Clipboard operation buttons are now presented in the RBI context menu according to the RBI template configuration. Prior to this enhancement, the edit or clipboard section was not present in the context menu if any user control (copy, paste) was disabled in the RBI template. (for example, copy to clipboard disabled)
RBI notifications have been simplified, as a result users will only see 2 notifications when attempting to execute clipboard actions disabled in the RBI template.
Paste button is disabled in the context menu if the user’s browser does not support it (for example, http webpages, Mozilla Firefox, and Safari).
To learn more: Clipboard in RBI.
Isolable Content Validation Process
Upon an isolate policy match RBI validates if the matching URL corresponds to isolable content (webpage). RBI has enhanced the isolable content validation process, improving isolated page load time for websites that are slow in returning initial page content.
Browsers Lifecycle Update
Netskope RBI has updated the set of minimum requirements for user browsers to work properly with RBI. If the user's browser does not meet the criteria they will be presented with a 'browser not supported' error message. The end user must use a different version to proceed with isolation.

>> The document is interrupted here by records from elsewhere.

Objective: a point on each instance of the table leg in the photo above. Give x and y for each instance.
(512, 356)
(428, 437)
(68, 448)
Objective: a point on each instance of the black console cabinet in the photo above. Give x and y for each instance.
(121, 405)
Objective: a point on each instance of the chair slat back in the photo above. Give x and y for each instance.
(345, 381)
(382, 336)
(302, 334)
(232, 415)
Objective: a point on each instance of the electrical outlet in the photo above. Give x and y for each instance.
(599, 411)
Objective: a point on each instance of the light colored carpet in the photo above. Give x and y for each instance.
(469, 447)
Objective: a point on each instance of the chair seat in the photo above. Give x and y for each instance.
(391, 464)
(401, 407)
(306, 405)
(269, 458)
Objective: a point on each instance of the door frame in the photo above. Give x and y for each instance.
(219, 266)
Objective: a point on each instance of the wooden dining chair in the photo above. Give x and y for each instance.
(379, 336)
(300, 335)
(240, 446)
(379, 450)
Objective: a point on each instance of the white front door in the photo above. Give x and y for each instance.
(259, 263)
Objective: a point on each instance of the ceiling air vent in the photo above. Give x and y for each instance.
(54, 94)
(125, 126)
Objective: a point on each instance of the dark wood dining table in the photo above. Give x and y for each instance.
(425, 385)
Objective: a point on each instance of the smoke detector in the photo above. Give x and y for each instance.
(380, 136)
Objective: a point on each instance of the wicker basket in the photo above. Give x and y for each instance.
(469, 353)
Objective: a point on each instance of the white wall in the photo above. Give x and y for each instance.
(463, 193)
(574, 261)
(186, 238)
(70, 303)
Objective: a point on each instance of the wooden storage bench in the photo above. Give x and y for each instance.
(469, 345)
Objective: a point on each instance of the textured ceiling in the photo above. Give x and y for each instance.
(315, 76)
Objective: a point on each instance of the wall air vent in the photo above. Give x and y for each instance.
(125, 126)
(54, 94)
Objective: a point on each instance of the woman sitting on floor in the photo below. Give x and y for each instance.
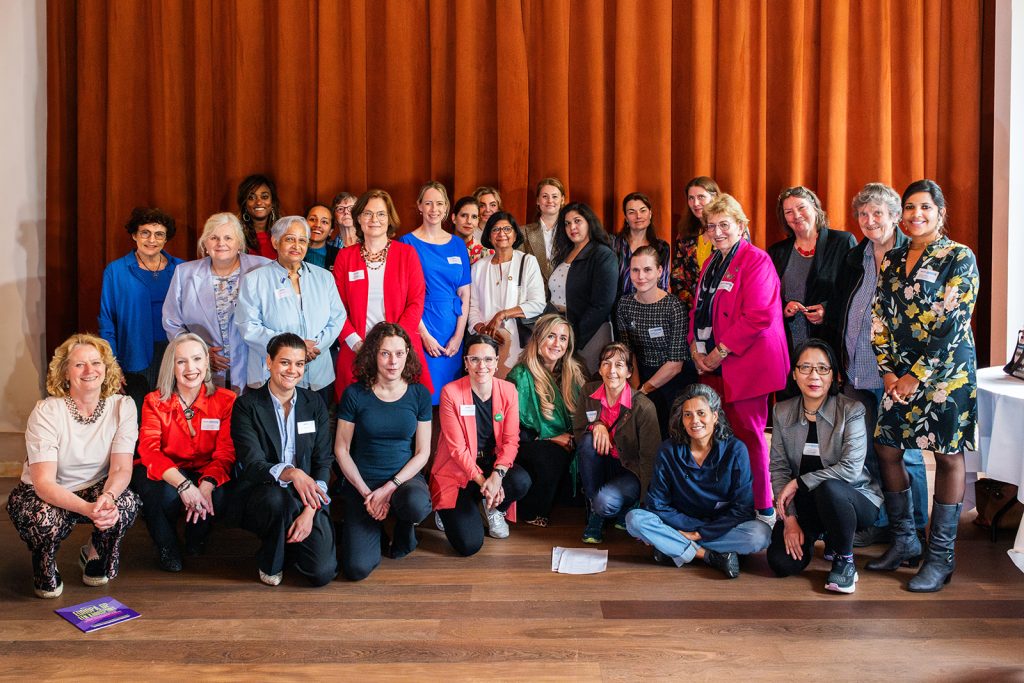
(700, 500)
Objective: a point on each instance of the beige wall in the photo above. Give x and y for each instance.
(23, 185)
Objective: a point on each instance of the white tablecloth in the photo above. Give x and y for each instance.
(1000, 436)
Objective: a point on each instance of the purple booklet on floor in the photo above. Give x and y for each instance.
(96, 614)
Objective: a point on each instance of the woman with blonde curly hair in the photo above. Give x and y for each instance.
(548, 379)
(80, 441)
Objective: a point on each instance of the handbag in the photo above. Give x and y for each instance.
(1016, 366)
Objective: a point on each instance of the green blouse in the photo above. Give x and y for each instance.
(529, 407)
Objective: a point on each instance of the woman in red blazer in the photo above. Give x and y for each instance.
(479, 439)
(185, 453)
(379, 280)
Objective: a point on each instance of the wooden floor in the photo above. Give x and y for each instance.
(504, 615)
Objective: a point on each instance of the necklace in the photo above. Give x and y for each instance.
(73, 409)
(160, 265)
(376, 260)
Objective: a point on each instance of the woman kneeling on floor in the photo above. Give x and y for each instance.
(700, 500)
(817, 471)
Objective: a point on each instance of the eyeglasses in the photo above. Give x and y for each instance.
(806, 369)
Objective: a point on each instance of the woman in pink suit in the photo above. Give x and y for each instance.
(737, 339)
(379, 280)
(479, 439)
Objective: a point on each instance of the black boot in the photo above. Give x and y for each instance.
(939, 561)
(905, 548)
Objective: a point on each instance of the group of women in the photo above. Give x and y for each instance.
(484, 341)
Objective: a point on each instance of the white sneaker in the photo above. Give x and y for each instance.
(271, 580)
(497, 526)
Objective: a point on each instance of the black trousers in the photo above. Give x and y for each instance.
(361, 535)
(269, 511)
(463, 524)
(834, 508)
(546, 462)
(162, 507)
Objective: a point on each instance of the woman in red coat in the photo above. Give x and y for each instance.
(379, 280)
(185, 453)
(479, 439)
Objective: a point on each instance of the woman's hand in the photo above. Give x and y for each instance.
(794, 537)
(602, 439)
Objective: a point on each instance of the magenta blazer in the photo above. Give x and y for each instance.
(748, 317)
(455, 462)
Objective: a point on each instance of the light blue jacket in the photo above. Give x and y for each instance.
(192, 306)
(267, 306)
(125, 316)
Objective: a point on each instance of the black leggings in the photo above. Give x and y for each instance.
(835, 508)
(463, 525)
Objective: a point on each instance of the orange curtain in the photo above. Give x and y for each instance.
(171, 102)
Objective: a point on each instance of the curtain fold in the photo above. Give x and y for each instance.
(171, 103)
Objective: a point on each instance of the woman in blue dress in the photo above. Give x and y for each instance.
(445, 269)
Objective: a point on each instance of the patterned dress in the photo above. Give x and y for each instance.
(922, 326)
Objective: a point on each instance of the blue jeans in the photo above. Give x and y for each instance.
(606, 483)
(750, 537)
(913, 459)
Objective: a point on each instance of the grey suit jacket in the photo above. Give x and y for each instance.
(842, 439)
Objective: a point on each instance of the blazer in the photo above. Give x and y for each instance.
(590, 290)
(164, 440)
(257, 439)
(748, 318)
(404, 292)
(267, 306)
(843, 443)
(192, 306)
(829, 257)
(847, 283)
(534, 244)
(455, 463)
(637, 432)
(125, 313)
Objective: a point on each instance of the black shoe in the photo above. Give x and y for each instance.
(727, 563)
(170, 559)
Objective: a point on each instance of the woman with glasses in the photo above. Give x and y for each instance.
(475, 461)
(131, 301)
(379, 281)
(736, 338)
(290, 295)
(507, 287)
(817, 471)
(446, 273)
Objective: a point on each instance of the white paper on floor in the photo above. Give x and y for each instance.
(579, 560)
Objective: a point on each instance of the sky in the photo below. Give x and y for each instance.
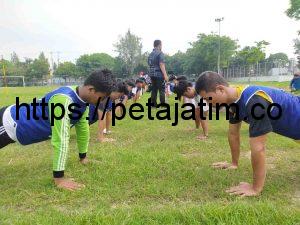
(78, 27)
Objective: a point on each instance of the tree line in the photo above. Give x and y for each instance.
(130, 60)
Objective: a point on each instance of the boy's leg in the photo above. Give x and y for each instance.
(108, 121)
(162, 90)
(154, 91)
(4, 138)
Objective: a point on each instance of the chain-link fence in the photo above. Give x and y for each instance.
(261, 72)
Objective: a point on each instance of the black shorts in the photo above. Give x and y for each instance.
(4, 138)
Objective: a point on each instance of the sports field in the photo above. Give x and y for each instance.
(153, 174)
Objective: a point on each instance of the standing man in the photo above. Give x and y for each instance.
(157, 72)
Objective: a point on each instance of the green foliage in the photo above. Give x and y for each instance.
(153, 174)
(279, 57)
(203, 55)
(251, 54)
(175, 63)
(67, 69)
(39, 68)
(297, 50)
(294, 10)
(129, 49)
(89, 63)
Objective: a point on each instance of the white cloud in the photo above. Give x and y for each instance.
(77, 27)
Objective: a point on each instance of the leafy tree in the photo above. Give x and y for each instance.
(143, 64)
(129, 48)
(89, 63)
(39, 68)
(278, 58)
(297, 50)
(250, 54)
(175, 63)
(66, 69)
(203, 54)
(294, 10)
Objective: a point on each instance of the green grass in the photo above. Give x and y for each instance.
(153, 174)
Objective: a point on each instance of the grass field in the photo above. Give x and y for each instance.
(153, 174)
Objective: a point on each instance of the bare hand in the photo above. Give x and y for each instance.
(84, 161)
(224, 165)
(106, 140)
(243, 189)
(202, 137)
(68, 184)
(190, 129)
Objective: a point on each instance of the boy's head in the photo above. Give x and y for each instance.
(119, 90)
(212, 85)
(172, 77)
(139, 83)
(130, 85)
(184, 88)
(157, 44)
(98, 85)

To Learn more: RBI Supported Browsers.
Sandbox API Report
The sandbox report retrieved via REST API for files submitted via Sandbox submission REST API now displays a verdict from the analysis.
Android Client Change
Netskope Client application discontinues support for Android on devices with Android OS version 7, 7.1, 8 or 8.1.
To learn more: Netskope Client Supported OS And Platform.
Management Console Admin Account
Enhanced the Netskope management console admin accounts creation. Administrators now need to specify the new email domains for any new admin account creation. To learn more: Admin Account Domains
Next Generation API Data Protection: The Next Generation API Data Protection Policy Actions per Cloud App article is now renamed to Next Generation API Data Protection Feature Matrix per Cloud App. The new URL is Next Generation API Data Protection Feature Matrix per Cloud App.
VMware Workspace ONE: Updated Deploy Client on iOS using Workspace ONE to include the new Netskope Client for iOS enhancements.
Microsoft Intune: Updated Deploy Client on iOS using Intune to include the new Netskope Client for iOS enhancements.
Jamf School and Jamf Pro: New topics available now that includes the steps to deploy the new Netskope Client for iOS.
Adding Exceptions: Improved the content and structure for adding exceptions.
Editing the Default Steering Configuration: New article on how to edit the default steering configuration.
Creating a Steering Configuration: Improved the content and structure for creating a custom steering configuration.
Netskope IPSec with Cisco Meraki MX: New integration guide on how to configure an IPSec tunnel with Cisco Meraki MX.